In a resolution (A/HRC/42/L.24) on human rights and indigenous peoples, adopted without a vote, the Council decides to hold an intersessional round table on possible steps to be taken to enhance the participation of indigenous peoples’ representatives and institutions in meetings of the Human Rights Council on issues affecting them, with the full and effective participation of indigenous peoples’ representatives and institutions from the seven indigenous sociocultural regions represented at the thirteenth session of the Expert Mechanism on the Rights of Indigenous Peoples.

In a resolution (A/HRC/42/L.25) on human rights and indigenous peoples: mandate of the Special Rapporteur on the rights of indigenous peoples, adopted without a vote, the Council decides to renew the mandate of the Special Rapporteur on the rights of indigenous peoples for a period of three years to, inter alia, examine ways and means of overcoming existing obstacles to the full and effective protection of the rights of indigenous peoples, to pay special attention to the human rights and fundamental freedoms of indigenous children and women, and to take into account a gender perspective in the performance of the mandate.

In a resolution (A/HRC/42/L.27) on the protection of the rights of workers exposed to hazardous substances and wastes, adopted without a vote, the Council encourages States, business enterprises and other actors to implement the 15 principles presented by the Special Rapporteur on the implications for human rights of the environmentally sound management and disposal of hazardous substances and wastes through their respective legal and policy frameworks, as well as through initiatives and programmes to strengthen the coherence between human rights and occupational health and safety standards with regard to the exposure of workers to toxic substances.

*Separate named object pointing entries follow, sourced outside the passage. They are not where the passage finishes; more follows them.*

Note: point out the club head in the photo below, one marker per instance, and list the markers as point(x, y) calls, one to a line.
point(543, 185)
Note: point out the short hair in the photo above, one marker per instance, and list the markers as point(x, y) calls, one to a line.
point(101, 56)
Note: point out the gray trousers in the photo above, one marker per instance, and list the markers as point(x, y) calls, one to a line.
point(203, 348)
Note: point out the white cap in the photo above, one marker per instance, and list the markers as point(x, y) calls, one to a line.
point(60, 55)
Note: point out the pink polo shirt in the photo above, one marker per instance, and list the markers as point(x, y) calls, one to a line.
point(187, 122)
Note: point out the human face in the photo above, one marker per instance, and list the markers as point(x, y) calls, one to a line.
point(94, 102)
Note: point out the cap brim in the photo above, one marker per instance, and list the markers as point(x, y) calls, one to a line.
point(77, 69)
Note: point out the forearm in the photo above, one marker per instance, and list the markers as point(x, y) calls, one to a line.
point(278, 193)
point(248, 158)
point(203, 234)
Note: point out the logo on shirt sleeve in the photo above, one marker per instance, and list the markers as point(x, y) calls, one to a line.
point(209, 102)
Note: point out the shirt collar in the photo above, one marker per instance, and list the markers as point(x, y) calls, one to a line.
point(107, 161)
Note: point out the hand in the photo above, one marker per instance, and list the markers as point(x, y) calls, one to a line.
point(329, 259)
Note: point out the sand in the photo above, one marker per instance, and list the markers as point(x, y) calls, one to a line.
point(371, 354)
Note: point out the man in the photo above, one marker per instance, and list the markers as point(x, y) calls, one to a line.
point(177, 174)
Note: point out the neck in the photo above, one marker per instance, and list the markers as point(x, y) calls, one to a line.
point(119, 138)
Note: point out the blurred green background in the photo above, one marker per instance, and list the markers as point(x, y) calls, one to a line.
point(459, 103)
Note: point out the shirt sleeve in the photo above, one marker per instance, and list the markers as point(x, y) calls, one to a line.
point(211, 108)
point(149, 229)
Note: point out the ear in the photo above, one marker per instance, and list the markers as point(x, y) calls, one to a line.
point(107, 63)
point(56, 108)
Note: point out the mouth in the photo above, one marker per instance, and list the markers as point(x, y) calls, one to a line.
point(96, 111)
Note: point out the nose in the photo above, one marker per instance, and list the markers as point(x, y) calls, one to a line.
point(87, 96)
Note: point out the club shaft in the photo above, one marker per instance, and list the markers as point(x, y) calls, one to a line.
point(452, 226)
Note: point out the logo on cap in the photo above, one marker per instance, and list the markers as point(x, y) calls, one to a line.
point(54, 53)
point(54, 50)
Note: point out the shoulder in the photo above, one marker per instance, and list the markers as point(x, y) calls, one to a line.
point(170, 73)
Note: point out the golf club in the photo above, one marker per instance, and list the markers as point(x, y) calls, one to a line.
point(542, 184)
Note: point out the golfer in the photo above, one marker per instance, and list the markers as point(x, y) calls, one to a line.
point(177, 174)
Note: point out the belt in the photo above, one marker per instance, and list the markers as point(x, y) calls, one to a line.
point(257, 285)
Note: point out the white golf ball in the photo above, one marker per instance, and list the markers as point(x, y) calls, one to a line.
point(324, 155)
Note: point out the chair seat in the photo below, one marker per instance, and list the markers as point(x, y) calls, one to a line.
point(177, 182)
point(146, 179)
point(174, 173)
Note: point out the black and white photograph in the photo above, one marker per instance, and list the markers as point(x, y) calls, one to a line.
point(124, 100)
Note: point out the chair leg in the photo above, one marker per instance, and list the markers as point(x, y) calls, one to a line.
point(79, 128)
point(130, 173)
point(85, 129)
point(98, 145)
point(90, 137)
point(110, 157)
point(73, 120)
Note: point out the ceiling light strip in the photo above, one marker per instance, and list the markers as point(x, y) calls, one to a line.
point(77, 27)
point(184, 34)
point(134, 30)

In a resolution (A/HRC/42/L.34/Rev.1) on arbitrary detention, adopted without a vote, the Council decides to extend the mandate of the Working Group on Arbitrary Detention for a further period of three years, and requests the Working Group to prepare a study on arbitrary detention related to drug policies to ensure that upholding the prohibition thereon is included as part of an effective criminal justice response to drug-related crimes, and that such a response also encompasses legal guarantees and due process safeguards, and to submit to the Council at its forty-seventh session a report thereon, and to bring the report to the attention of the Commission on Narcotic Drugs as the policymaking body of the United Nations with prime responsibility for drug-control matters.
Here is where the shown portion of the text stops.